From Weight Watchers to Jenny Craig - Southbeach to Atkins ... diets are big business. According to Bloomberg BusinessWeek, Americans spend more than 40 Billion dollars a year on weight loss programs and products.
But what about our children? Should *they* ever be put on a diet?
"No. I don't think it's a good idea," said local mom, Carol Weller.
"I think diet and fat are not words that are appropriate at that age," said local mom, Angela Amico.
Doctor Jim Ed Martin is a pediatrician at Professional Park Pediatrics in Tallahassee - and says adults should watch their words when it comes to children and weight.
"I think anything that centers on image and how you're supposed to look or putting some sort of qualification on how good of a person you are or what you can do with your life as a result, those things are bad," said Jim Ed Martin, M.D., Pediatrician.
But he says the foods a child eats and his or her weight *is* an issue that often needs to be addressed, one way or another.
"I've definitely told parents that a child medically needs to lose weight and a child's diet needed to be adjusted," said Dr.

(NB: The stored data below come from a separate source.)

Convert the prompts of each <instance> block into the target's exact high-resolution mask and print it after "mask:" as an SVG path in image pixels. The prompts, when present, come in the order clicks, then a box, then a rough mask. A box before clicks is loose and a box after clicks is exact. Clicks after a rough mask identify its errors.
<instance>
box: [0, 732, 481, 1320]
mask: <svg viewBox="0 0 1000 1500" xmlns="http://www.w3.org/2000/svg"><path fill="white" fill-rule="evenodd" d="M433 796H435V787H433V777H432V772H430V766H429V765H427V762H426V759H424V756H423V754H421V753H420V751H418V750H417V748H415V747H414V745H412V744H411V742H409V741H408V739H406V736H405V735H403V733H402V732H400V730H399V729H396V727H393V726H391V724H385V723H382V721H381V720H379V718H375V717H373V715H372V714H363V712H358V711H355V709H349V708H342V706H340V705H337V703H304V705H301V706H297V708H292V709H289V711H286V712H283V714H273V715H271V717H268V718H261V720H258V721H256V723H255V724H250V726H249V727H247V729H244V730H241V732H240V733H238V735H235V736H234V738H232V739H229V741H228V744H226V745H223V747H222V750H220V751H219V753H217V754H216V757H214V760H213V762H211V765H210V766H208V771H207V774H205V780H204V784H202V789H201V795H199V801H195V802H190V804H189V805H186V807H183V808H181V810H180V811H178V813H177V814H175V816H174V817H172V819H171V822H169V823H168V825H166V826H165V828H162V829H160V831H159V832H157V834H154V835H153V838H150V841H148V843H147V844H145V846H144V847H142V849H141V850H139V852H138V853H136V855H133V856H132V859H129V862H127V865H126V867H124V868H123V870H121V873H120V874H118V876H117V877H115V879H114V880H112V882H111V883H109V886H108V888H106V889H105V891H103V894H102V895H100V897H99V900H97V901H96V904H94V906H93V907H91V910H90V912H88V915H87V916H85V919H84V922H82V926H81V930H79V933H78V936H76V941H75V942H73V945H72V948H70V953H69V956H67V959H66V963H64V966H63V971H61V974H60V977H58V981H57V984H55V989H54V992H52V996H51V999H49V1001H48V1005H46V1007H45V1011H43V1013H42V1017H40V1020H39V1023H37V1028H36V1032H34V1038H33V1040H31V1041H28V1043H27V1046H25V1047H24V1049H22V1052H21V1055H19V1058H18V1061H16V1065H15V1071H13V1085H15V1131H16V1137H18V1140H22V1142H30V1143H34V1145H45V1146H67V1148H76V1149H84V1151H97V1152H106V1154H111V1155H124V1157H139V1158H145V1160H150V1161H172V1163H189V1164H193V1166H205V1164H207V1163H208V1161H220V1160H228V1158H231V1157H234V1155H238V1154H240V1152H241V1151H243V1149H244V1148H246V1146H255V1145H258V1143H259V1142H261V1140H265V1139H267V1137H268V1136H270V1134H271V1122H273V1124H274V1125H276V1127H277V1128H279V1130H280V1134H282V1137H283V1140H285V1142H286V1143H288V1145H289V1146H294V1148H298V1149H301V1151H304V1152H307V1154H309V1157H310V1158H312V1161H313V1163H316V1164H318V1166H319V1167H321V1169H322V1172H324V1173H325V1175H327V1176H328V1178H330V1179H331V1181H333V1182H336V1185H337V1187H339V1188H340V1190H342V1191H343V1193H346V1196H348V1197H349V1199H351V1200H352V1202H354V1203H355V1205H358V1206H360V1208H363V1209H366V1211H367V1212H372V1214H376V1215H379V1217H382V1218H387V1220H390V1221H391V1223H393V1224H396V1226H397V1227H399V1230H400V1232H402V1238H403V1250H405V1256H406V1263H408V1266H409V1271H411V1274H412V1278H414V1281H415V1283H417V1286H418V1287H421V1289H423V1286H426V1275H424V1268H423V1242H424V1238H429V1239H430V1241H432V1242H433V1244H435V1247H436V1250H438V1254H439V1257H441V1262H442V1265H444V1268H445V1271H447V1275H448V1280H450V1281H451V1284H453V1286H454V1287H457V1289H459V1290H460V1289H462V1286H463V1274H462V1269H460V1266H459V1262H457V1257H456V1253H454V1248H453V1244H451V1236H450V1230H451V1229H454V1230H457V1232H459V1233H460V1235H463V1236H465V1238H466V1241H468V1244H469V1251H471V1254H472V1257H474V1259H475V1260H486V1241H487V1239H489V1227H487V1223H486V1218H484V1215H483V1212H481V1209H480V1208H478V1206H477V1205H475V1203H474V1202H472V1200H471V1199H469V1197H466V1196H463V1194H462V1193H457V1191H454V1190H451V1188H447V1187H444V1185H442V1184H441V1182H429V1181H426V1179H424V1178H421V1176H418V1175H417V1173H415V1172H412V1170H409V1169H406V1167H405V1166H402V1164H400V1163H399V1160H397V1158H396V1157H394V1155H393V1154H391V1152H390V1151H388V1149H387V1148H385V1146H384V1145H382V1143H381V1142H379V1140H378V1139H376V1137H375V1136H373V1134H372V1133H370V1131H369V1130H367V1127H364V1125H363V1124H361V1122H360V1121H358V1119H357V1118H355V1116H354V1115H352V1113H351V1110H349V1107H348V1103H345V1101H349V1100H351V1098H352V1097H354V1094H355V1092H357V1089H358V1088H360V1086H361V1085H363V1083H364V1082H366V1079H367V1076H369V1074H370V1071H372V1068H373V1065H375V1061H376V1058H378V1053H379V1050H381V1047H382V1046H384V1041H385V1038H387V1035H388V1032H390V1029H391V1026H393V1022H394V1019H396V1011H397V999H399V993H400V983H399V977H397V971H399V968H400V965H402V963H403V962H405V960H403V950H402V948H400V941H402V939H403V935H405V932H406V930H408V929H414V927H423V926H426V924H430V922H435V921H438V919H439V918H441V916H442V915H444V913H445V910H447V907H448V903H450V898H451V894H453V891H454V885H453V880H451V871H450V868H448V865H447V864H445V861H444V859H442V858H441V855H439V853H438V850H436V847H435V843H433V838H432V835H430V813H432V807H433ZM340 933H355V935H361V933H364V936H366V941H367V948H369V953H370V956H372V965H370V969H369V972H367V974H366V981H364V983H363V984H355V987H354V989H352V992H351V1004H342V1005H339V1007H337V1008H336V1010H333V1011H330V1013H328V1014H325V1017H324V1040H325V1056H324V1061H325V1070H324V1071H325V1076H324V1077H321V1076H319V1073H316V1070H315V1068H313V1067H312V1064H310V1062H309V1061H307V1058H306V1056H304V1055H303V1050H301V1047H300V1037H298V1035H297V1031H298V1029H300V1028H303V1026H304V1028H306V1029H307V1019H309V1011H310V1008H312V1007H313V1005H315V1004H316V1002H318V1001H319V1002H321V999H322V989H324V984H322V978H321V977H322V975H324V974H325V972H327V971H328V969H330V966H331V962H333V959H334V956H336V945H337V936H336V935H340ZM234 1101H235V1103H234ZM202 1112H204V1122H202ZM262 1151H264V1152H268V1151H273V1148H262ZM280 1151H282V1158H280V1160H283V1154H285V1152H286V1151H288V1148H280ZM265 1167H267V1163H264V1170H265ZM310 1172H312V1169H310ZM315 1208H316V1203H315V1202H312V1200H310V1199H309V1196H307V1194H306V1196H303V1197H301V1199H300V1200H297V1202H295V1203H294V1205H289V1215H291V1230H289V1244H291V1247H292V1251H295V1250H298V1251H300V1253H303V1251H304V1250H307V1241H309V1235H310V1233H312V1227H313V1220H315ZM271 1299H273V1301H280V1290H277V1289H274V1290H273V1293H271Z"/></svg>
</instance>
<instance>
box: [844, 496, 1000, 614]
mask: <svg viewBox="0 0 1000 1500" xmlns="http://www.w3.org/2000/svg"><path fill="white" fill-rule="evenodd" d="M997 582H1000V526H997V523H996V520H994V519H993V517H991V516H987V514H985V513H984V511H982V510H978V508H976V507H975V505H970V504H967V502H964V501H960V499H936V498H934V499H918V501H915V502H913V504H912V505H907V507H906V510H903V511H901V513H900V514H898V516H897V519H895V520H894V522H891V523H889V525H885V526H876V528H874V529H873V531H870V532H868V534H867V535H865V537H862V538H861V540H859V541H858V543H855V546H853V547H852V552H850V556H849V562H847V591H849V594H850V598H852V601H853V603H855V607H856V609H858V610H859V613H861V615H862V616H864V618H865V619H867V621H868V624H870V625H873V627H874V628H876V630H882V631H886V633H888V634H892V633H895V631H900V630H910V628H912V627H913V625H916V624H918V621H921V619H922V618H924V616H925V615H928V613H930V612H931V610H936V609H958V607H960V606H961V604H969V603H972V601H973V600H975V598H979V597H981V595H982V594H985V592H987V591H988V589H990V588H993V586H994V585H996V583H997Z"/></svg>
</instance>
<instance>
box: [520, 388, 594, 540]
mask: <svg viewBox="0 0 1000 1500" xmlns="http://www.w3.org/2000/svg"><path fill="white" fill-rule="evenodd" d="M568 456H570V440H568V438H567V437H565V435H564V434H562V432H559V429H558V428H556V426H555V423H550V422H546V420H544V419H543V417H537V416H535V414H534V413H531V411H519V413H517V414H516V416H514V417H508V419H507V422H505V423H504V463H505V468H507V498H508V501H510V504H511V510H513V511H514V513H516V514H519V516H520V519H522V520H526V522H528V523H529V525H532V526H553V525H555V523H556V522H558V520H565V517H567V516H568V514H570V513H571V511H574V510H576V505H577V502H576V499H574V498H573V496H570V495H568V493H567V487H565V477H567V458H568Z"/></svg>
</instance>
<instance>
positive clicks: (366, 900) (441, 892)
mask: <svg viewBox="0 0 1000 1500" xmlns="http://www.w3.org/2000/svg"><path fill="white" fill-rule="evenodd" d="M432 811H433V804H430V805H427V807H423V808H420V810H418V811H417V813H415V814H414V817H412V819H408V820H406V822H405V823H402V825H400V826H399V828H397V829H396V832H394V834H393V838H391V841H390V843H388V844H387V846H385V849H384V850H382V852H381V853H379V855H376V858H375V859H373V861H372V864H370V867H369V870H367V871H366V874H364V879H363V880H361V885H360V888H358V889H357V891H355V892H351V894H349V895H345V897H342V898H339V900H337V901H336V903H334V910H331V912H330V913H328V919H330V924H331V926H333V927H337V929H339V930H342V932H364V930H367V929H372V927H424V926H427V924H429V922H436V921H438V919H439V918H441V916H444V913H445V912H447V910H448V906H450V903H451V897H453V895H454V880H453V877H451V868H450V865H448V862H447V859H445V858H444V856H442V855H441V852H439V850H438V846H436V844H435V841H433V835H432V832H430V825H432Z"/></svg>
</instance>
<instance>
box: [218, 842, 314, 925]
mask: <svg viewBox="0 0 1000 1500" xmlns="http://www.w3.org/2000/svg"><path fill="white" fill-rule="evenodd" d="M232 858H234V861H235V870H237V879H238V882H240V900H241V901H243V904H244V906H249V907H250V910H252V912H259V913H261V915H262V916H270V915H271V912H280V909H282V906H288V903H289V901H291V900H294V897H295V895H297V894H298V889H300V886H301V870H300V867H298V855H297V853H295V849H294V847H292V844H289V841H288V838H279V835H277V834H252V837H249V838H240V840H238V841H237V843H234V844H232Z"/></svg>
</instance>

Martin.
So what exactly should our children be eating from day to day?
According to the Department of Agriculture's new My-Plate Guide - children need Fruits, Veggies, Grains, Protein and Dairy, with at least half of their plate being filled by the first two.
Over at Tom Brown Park, we found Terria McKinney's Pre-K class enjoying lunch outside with many healthy foods.
"They need a well-balanced lunch to stay focused in the classroom," said Terria McKinney
Nutritionist Amy Magnuson says, children are very good at self-regulation, but that internal indicator is often suppressed as additional factors come into play.
"Kids are typically mindful eaters which means they know when they're hungry and they know when they're full and it's really not until we get involved or society gets involved or other pressures that push them to not eat when they're hungry or to overeat when they're full," said Amy Magnuson, Ph.D., Health Promotion Director and Nutritionist at Florida State University.
Those pressures can in turn lead to issues with image, self esteem and even proper growth during the early and adolescent years.
So how can parents keep their children at a healthy weight *and* in a healthy frame of mind?
"Being a good role model is probably the most important thing a parent can do," said Magnuson.